Polish key reseller G2A has published a detailed breakdown and defence of how it operates as a business amid renewed criticism from game developers and publishers.
Last week, the founder of indie publisher No More Robots Mike Rose took the key marketplace to task for having seemingly unblockable ads appear when people searched for certain game on Google - Rage Squid's Descenders which Rose's label published being the example given - something that G2A insists is an error with Google.
This escalated to him and other indie developers and publishers saying they'd rather people pirated their titles than buy them from G2A before Rose called for indie games to be pulled from the storefront altogether.
In a post on its website, G2A has tried to downplay the impact that it has on smaller companies, saying that only eight per cent of the roughly one million game sales each month on its platform are indie titles - around 80,000. The firm also pointed out that there were just five listings for Descenders on the marketplace at the time of writing.
Once again, G2A compared itself to other third-party marketplaces like Ebay and Amazon, saying that its role is to ensure that buyers can buy and sellers can sell on its platform while also ensuring it knows who everyone involved in the process is.
"The role of our platform is to make sure that buyers and sellers have a safe and convenient way of exchanging goods for money," the company wrote.
"If you go and sell a bike on eBay, they don’t check if you actually have that bike in your home.
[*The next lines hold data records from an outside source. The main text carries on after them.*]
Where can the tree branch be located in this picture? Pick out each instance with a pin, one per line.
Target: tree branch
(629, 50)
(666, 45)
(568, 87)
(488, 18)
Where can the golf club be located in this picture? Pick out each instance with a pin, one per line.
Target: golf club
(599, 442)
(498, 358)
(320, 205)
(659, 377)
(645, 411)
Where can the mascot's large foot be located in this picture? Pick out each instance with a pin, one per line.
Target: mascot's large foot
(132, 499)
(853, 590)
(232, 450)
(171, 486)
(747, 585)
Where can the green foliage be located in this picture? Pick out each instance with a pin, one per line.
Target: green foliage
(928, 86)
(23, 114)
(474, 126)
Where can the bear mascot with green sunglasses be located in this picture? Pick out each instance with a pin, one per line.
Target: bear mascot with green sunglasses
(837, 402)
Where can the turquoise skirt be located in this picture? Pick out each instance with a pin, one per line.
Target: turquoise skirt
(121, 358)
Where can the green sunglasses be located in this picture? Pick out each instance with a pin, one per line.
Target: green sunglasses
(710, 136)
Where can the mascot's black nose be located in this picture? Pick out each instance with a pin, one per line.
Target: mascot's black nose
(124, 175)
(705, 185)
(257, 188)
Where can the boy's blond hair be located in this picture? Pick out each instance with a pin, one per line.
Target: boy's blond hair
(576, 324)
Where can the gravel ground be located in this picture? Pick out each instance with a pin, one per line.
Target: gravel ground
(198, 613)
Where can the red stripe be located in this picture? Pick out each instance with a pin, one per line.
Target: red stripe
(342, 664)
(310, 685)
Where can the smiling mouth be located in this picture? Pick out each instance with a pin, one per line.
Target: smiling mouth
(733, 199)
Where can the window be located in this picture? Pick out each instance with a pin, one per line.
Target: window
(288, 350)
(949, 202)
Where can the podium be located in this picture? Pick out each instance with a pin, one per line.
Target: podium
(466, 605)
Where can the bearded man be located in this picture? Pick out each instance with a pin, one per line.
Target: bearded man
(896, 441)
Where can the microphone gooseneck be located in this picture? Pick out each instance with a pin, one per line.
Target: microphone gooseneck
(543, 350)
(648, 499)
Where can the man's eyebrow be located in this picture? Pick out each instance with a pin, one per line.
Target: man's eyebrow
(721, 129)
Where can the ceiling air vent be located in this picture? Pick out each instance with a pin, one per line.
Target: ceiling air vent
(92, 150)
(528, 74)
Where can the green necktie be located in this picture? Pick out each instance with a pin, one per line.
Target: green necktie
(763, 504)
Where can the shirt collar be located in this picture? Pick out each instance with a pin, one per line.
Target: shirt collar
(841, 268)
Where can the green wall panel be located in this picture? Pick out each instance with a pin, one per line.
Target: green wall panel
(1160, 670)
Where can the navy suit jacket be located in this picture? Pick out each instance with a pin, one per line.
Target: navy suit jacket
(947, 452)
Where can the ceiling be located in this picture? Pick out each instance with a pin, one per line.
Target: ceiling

They can’t check if the bike is working, if the colour is right, etc. What the platform checks is who you are, meaning it gathers your personal data and payment information, which, if need be, can be given to proper authorities. It also provides a system that allows people who buy a bike from you to rate the transaction. A good marketplace also guarantees a successful purchase and offers its buyers a refund if something goes wrong – for free, of course. And so does G2A with its Money-Back Guarantee."
The company also addressed concerns of people using stolen credit cards to buy keys in large quantities from publishers and developers with those who own the cards eventually getting their money back while game makers were left out of pocket. G2A says that this is very hard to actually pull off, explaining that only one per cent of transactions on its platform are "problematic in any way."
So confident is G2A in the fact that developers and publishers aren't losing a large amount of money to this kind of fraud that it has vowed to compensate companies that lose out to credit card fraud ten times the amount they're out of pocket via a third-party auditing company. The first three audits for claims from a developer or publisher are on G2A; after that the cost is evenly split.